Still, U.S. commanders privately expressed doubts that Iraq-bound units would receive a full complement of Humvees. "It's inevitable that that has to happen, unless five brigades of up-armored Humvees fall out of the sky," one senior Army official said of the feared shortfall.

He anticipated that some units would have to rely more heavily on Bradley Fighting Vehicles and tanks that, although highly protective, are intimidating and therefore less effective for many counterinsurgency missions.

Adding to the crunch, the U.S. government has agreed to sell 600 up-armored Humvees to Iraq this year for its security forces. Such sales "better not be at the expense of the American soldier or Marine," Speakes told defense reporters recently, saying that U.S. military needs must take priority.
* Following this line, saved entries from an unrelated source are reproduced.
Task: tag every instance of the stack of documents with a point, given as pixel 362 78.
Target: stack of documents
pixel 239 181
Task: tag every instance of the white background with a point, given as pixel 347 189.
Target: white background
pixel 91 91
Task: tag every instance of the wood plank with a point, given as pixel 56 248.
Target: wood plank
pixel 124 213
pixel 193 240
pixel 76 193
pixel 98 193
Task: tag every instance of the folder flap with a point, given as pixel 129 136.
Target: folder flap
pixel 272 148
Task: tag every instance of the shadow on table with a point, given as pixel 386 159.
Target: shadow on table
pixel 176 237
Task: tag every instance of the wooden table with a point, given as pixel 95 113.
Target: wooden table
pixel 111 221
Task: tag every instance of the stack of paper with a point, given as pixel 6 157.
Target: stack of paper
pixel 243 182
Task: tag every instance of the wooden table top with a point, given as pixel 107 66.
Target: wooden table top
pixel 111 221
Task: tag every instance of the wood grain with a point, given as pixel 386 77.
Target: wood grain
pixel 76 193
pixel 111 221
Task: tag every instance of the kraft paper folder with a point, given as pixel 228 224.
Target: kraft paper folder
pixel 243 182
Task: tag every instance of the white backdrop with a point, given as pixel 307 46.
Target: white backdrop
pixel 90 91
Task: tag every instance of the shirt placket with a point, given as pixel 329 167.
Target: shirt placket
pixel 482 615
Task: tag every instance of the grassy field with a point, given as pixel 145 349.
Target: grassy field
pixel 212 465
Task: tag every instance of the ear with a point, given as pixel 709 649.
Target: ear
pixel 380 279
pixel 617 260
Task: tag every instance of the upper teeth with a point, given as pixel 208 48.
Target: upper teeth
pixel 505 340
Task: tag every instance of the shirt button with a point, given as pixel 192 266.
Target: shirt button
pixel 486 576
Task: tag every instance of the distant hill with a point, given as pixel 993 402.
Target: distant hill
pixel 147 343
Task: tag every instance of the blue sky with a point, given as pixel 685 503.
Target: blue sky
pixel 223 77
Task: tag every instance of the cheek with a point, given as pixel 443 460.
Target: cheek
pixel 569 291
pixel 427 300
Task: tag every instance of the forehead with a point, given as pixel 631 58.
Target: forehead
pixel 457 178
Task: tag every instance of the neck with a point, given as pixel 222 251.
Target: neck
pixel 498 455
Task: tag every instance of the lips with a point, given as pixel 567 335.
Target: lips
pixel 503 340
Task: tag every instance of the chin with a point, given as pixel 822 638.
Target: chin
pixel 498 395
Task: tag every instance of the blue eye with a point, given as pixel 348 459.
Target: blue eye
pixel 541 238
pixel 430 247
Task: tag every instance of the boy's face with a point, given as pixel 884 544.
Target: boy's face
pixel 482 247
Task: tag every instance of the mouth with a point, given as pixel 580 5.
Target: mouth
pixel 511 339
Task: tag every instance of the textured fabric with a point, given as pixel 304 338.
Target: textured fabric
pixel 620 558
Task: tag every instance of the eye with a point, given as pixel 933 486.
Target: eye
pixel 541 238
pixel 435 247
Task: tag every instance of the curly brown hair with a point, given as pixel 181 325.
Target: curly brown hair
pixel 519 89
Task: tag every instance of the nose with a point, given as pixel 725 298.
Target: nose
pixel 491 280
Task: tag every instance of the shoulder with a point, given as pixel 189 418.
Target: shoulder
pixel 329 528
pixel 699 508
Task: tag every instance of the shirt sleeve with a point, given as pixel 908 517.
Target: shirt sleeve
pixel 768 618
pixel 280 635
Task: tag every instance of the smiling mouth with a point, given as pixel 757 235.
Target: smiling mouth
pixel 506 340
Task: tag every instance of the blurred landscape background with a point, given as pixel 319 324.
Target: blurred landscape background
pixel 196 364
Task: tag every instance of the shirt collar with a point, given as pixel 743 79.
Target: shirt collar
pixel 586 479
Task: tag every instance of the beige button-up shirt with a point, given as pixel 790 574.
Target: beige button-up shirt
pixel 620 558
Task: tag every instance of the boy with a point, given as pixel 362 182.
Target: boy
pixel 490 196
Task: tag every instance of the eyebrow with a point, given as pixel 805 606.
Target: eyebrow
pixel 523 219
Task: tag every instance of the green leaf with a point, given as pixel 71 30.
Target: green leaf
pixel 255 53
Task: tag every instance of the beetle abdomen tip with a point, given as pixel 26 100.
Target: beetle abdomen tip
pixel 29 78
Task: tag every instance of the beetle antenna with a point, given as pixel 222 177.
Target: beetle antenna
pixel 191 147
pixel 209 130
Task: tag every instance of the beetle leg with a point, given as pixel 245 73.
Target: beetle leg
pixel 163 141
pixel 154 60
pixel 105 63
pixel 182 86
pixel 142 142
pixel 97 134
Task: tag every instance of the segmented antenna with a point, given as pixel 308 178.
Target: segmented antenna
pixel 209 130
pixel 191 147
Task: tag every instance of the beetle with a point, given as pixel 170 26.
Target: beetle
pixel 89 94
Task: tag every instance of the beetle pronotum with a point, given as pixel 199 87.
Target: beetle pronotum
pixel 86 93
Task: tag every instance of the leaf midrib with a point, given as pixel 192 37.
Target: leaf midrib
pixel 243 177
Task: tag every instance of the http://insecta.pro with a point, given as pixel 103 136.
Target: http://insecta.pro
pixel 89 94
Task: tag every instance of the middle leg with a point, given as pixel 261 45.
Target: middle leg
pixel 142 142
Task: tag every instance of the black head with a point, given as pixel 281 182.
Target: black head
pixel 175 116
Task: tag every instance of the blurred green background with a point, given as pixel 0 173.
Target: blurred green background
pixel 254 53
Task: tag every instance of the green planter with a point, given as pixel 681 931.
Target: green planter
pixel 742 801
Living facilities in Iraq are another concern for the additional troops, who would be concentrated in Baghdad, Army officials said. The U.S. military has closed or handed over to Iraqi forces about half of the 110 bases established there after the U.S.-led invasion in 2003.

Decisions are being made on where to base incoming units in Baghdad, but it is likely that, at least in the short term, they would be placed in existing facilities, officials said.
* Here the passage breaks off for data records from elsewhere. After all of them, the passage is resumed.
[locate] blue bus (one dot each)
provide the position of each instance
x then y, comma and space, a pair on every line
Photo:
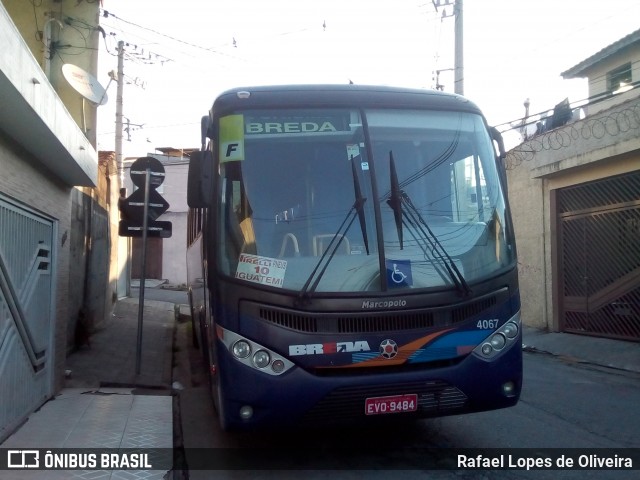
351, 257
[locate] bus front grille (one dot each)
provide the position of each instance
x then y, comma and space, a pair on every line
373, 322
330, 323
435, 398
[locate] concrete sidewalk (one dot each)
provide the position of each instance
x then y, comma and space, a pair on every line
105, 403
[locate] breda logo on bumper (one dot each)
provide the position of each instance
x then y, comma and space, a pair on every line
331, 347
388, 348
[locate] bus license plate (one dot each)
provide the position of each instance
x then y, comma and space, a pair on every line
391, 404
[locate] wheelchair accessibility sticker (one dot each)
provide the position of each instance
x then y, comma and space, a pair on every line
399, 273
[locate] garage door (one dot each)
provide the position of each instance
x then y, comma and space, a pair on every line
26, 306
599, 246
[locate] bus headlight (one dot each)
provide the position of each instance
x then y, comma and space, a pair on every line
252, 354
241, 349
261, 359
500, 340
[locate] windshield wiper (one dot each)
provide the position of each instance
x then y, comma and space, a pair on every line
357, 209
405, 213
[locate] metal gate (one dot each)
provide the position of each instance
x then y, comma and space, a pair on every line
26, 312
599, 252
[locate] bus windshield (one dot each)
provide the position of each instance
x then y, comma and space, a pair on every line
339, 200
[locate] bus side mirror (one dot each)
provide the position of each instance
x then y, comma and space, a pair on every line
501, 155
200, 180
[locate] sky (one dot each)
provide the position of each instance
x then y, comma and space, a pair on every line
180, 55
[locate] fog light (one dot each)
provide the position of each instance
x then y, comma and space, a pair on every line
277, 366
246, 412
498, 341
241, 349
508, 389
261, 359
510, 330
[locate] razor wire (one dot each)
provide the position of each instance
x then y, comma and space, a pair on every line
613, 124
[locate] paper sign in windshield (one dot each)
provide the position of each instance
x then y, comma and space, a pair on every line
263, 270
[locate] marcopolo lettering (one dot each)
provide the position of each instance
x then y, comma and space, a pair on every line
289, 127
368, 304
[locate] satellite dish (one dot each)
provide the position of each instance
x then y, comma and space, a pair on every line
85, 84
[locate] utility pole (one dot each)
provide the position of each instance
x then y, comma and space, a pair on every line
458, 70
120, 80
459, 57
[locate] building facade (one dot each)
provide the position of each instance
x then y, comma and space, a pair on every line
54, 200
575, 196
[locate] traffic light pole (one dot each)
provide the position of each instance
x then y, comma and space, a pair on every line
143, 262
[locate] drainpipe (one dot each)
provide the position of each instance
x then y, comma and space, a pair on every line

Lt. Gen. David Petraeus, the new top U.S. commander in Iraq, has requested that additional combat brigades move into Iraq as quickly as possible. But accelerated deployments would mean less time for units to train and fill out their ranks.

Brigades are required to have an aggregate number of soldiers before deploying but may still face shortages of specific ranks and job skills.

Meanwhile, the demand for thousands more U.S. forces in both Iraq and Afghanistan is worsening the readiness of units in the United States, depleting their equipment and time to train, Army officials said.